Et nul ne songe à restaurer la monarchie en ces heures. D'ailleurs, les Tutsis sont exilés et ne menacent pas la République. Afin de ne pas dépendre trop de l'aide belge, Habyarimana s'empresse de signer un accord de coopération militaire avec la France.

Habyarimana entend mettre fin au conflit ethnique mais pas pour autant prêt à partager le pouvoir ou instaurer un régime plus démocratique. Il décide d'interdire tous les partis (1978) et de n'autoriser que le sien qu'il a tout juste fondé, le Mouvement Révolutionnaire National pour le Développement (MRND), avant de se faire élire Président le 24 Décembre 1978 avec plus de 99% des voix.

Le régime se veut présidentiel mais bénéficie d'une aura internationale qui le reconnaît sans conditions. Kigeri V ne trouve donc aucun soutien pour asseoir sa légitimité. De toute façon, ce qu'il reste de parti monarchiste s'est fondu dans le parti unique, s'est exilé en Amérique ou en Ouganda ou pis a finalement adhéré à la République. Le Roi semble appartenir à l'histoire.
En Ouganda, les exilés Tutsis trouvent en 1987 un soutien inattendu avec le Président Museveni, lui-même d'origine ethnique identique.
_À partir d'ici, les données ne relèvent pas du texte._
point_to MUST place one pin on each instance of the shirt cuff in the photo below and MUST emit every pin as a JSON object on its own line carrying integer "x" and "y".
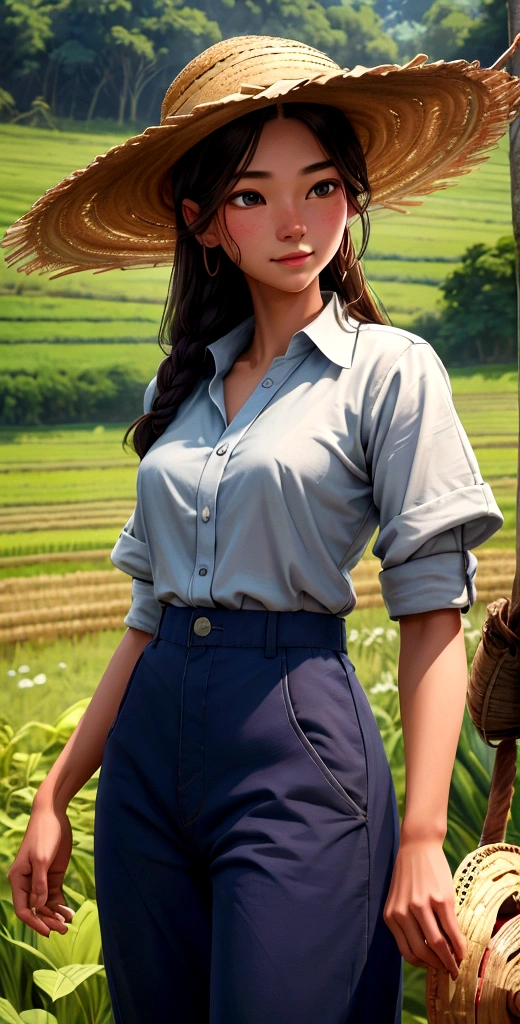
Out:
{"x": 473, "y": 507}
{"x": 131, "y": 556}
{"x": 441, "y": 581}
{"x": 145, "y": 610}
Les Tutsis s'organisent (Front Patriotique Rwandais), s'arment et préparent leur retour. Il leur faudra encore attendre trois ans avant d'entrer en action. Entre temps, le régime s'est radicalisé avec cette menace armée aux portes de ses frontières. Certains caciques du parti unique prônent ouvertement l'extermination des Tutsis et trouvent un écho favorable à leurs idées jusqu'au sein du palais présidentiel.
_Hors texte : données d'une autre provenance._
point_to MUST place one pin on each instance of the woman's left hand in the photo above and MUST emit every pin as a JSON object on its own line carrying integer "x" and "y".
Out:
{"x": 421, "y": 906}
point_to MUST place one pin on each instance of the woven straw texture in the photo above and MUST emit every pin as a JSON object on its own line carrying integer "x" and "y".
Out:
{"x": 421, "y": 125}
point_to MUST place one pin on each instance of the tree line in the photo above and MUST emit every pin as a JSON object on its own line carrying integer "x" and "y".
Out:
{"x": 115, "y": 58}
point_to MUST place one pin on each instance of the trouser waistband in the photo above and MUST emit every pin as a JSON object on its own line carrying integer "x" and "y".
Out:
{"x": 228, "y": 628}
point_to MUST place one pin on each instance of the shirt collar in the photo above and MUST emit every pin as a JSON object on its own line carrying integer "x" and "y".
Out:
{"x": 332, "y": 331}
Habyarimana demeure sur ses réserves. La France voire la Belgique lui assurent la tranquillité d'un pouvoir. La France interviendra bien volontiers le 4 Octobre 1990 pour stopper les rebelles Tutsis. Habyarimana fait arrêter les membres de son opposition quelque soit son origine ethnique. Des massacres de tutsis sont perpétrés de ci delà mais pas aussi importants que ceux que les plus extrémistes du MRND préparent en masse. Les affrontements avec les rebelles se multiplient mais l'assistance militaire française permet au pouvoir en place de se maintenir. Les appels aux pogroms des tutsis par Radio Milles Collines, les journaux locaux qui n'hésitent pas invectiver ses lecteurs pour qu'ils dénoncent leurs voisins, les accords d'Arusha qui ne mettent fin au conflit que sur le papier sont autant de signes annonciateurs des tensions croissantes que le Rwanda traverse que certains espèrent profiter des événements macabres à venir pour changer de régime.

Le multipartisme adopté en 1991 a permis le renouveau du mouvement monarchiste. Le but avoué de ce parti est bien de restaurer la monarchie. Mais son poids dans la politique du pays n'est pas important. Si les campagnes ne semblent pas insensibles aux discours des monarchistes, ce n'est pas le cas des villes. Ors en Afrique, les révolutions se font dans les capitales.